Illuminating the future: 2018-19 ASME fellow explores new method of cancer detection

From robotic roaches to detecting cancer, Dr. Hong Liang is using the tiniest of particles to tackle the biggest of issues.

Liang, the Oscar S. Wyatt Jr. Professor in the J. Mike Walker ’66 Department of Mechanical Engineering at Texas A&M University, has been selected as the 2018-19 American Society of Mechanical Engineers Foundation Swanson Fellow, which will help her pursue this research.

“The fellowship provides a great opportunity for me to learn and serve our nation’s advanced manufacturing initiatives as part of a nationwide manufacturing agenda,” Liang said. “As a faculty member, this will be the first time in my career to serve our nation at such broad level and scope. It is an exciting opportunity to learn, to serve and to develop new visions and skills.”

The American Society of Mechanical Engineers (ASME) is a global community of diverse mechanical engineering experts and leaders. Since its foundation in 1880, it has set the standard for engineering solutions that benefit the world at large.

“Through ASME we connect with our peers, develop collaborative research projects and carry out scholarly activates,” Liang said. “Through discussion and argument, we generate new ideas and sometimes new fields of study. Those are all important impacts on our research that cannot be measured by a number.”

Liang’s field of study is nanomaterials and nanosurfaces, the building blocks to everything. Like puzzle pieces, they slot together to form a complete picture – be it a desk, a microchip or an Aggie ring. Every object has its own distinctive set of puzzle pieces that act and react differently, making nanoparticle research both fascinating and challenging.

This fascination led Liang to her previous research with robotic roaches.

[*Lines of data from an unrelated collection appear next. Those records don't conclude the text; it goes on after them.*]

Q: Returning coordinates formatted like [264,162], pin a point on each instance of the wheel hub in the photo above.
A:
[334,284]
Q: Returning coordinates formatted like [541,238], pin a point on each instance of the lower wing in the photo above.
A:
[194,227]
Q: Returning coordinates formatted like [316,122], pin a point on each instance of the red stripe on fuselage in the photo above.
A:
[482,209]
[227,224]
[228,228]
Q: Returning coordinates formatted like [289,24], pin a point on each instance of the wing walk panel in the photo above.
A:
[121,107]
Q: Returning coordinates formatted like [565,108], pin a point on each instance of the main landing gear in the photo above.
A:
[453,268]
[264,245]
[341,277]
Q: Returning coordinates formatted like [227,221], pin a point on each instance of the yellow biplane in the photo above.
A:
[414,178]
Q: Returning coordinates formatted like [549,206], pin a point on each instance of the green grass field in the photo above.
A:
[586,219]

Using a miniature computer plugged into the nervous system of cockroaches, her team was able to send signals down miniature wires to control the insect’s path. With mounted cameras and microphones on the roaches, the insects would be able to crawl into small spaces, such as collapsed buildings and broken sewers, to gather information.

While the unique characteristics of each nanoparticle make categorizing them difficult, Liang said they can also open the door to future research that can change the way that industries operate. 

For example, by understanding the luminosity traits of a certain particle, Liang and her team of researchers could introduce a new way to detect cancer.

A major part of cancer treatment is discovering it at an early stage. While this usually happens after a mass has already formed, Liang is working to find a way to detect malignant cancer cells before a tumor has a chance to appear.

“There is a certain nanoparticle that lights up under ultraviolet or infrared light, so that means that if you have that particle attach to a certain molecule relating to cancer, then it will shine,” Liang said. “If you have the potential to have skin cancer and the particles attach to a group of cells, then you would know that the area would be cancerous and you could remove that part of skin.”

There is still a lot work to be done, but Liang believes this method would not only reduce the amount of cancer cases caught in later stages, but also give people who have a family history of cancer a means to detect and remove it before treatment, such as chemotherapy, is needed.